Ritobrato Datta, Micky K. Bacchus, Dushyant Kumar, Mark A. Elliott, Aditya Rao, Sudipto Dolui, Ravinder Reddy, Brenda L Banwell, Manojkumar Saranathan

Published 2020-06-27Version 1

Purpose: Thalamic nuclei are largely invisible in conventional MRI due to poor contrast. Thalamus Optimized Multi-Atlas Segmentation (THOMAS) provides automatic segmentation of 12 thalamic nuclei using white-matter-nulled (WMn) MPRAGE sequence at 7T. Application of THOMAS to Magnetization Prepared 2 Rapid Gradient Echo (MP2RAGE) sequence acquired at 7T has been investigated in this study. Methods: 8 healthy volunteers and 5 pediatric-onset multiple sclerosis patients were recruited at the Children's Hospital of Philadelphia and scanned at Siemens 7T with WMn-MPRAGE and multi-echo MP2RAGE (ME-MP2RAGE) sequences.
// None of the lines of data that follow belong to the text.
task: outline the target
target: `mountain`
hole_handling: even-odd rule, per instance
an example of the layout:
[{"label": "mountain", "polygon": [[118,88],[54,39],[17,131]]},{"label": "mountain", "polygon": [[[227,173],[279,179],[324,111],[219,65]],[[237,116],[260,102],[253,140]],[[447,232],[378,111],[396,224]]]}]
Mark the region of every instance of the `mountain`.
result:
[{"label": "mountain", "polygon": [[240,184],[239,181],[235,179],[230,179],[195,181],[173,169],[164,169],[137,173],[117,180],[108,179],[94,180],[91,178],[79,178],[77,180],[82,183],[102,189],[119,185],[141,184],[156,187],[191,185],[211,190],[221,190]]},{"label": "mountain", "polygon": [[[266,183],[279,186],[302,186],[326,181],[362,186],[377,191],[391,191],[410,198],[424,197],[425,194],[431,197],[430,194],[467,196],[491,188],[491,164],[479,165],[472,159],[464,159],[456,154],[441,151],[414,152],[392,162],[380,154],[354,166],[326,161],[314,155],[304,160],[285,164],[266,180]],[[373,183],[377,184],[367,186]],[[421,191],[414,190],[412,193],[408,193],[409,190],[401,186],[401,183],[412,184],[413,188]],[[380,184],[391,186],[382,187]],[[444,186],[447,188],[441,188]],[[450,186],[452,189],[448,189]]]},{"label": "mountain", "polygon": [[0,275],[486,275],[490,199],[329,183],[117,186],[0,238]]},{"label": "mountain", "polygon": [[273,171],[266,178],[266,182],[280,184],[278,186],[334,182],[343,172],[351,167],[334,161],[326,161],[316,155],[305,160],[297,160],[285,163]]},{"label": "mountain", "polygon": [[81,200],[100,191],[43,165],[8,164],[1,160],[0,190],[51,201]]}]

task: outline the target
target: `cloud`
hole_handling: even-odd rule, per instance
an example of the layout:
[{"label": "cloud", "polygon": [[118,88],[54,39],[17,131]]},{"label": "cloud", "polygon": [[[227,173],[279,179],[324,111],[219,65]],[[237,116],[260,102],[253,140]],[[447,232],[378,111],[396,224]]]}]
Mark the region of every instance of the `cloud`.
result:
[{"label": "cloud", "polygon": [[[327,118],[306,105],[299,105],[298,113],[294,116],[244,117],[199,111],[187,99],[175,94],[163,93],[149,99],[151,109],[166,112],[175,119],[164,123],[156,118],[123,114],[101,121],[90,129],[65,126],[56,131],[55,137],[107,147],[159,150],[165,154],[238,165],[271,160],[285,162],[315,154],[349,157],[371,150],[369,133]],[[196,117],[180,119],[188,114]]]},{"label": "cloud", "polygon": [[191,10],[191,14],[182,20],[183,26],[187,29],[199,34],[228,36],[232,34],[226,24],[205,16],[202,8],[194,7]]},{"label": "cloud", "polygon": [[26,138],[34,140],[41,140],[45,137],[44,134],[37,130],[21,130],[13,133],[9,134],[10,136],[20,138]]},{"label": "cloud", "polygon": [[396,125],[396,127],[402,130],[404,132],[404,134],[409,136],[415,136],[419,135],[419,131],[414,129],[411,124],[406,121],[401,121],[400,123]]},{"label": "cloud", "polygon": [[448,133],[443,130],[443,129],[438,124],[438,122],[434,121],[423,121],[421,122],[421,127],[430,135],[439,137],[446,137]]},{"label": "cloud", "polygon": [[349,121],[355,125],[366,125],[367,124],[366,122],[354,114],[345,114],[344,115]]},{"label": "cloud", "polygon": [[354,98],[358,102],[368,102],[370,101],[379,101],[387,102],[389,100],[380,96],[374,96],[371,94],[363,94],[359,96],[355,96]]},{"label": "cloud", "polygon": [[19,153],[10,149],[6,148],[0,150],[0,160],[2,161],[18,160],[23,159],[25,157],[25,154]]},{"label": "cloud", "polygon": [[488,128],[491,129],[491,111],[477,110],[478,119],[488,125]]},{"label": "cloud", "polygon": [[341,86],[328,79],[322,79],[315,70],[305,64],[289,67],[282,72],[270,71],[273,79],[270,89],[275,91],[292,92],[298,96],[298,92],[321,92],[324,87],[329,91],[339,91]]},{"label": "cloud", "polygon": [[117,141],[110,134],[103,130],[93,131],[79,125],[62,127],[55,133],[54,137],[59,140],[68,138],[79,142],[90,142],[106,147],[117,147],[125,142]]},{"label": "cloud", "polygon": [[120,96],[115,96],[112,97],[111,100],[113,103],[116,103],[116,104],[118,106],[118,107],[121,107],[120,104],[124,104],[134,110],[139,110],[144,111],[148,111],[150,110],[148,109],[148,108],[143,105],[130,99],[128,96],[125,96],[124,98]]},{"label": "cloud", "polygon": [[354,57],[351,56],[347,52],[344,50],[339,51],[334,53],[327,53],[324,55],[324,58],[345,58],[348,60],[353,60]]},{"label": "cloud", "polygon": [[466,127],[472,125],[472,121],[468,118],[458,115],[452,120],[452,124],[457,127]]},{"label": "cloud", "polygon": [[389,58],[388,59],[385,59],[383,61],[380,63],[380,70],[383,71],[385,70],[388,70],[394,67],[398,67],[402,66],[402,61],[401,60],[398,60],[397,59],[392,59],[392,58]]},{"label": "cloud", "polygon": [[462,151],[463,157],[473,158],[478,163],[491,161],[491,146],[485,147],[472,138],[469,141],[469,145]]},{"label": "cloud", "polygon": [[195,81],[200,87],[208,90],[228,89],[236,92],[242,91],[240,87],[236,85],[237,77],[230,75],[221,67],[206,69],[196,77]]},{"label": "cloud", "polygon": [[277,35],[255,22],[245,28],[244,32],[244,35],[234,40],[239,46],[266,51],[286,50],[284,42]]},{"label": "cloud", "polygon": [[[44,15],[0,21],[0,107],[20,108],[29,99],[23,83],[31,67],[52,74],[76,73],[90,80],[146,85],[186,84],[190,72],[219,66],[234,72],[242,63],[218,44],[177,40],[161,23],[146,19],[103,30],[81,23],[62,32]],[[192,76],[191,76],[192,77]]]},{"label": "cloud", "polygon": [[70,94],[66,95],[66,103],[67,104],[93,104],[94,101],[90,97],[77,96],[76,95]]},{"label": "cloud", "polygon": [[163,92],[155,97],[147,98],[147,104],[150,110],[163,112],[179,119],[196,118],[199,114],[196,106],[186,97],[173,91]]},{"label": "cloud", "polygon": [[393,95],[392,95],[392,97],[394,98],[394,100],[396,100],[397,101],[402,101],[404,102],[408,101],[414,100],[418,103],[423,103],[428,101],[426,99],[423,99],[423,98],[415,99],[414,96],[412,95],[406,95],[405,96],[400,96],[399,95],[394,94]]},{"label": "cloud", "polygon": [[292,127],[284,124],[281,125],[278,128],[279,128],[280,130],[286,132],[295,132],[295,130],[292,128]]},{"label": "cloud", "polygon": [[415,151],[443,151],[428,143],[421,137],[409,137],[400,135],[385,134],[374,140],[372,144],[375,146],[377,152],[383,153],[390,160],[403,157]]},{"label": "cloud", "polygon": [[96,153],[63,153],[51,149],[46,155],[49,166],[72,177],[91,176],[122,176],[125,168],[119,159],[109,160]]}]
White-matter-nulled contrast was synthesized (MP2-SYN) from T1 maps from ME-MP2RAGE sequence. Thalamic nuclei were segmented using THOMAS joint label fusion algorithm from WMn-MPRAGE and MP2-SYN datasets. THOMAS pipeline was modified to use majority voting to segment the bias corrected MP2-UNI images. Thalamic nuclei from MP2-SYN and MP2-UNI images were evaluated against corresponding nuclei obtained from WMn-MPRAGE images using dice coefficients, volume similarity indices (VSI) and distance between centroids. Results: For MP2-SYN, dice > 0.85 and VSI > 0.95 was achieved for the 5 larger nuclei and dice > 0.6 and VSI > 0.7 was achieved for the 7 smaller nuclei. The dice and VSI were slightly higher whilst the distance between centroids were smaller for MP2-SYN compared to MP2-UNI, indicating improved performance using the synthesized WMn image. Discussion: THOMAS algorithm can successfully segment thalamic nuclei in routinely acquired bias-free MP2RAGE images with essentially equivalent quality when evaluated against WMn-MPRAGE, hence has wider applicability in studies focused on thalamic involvement in aging and disease.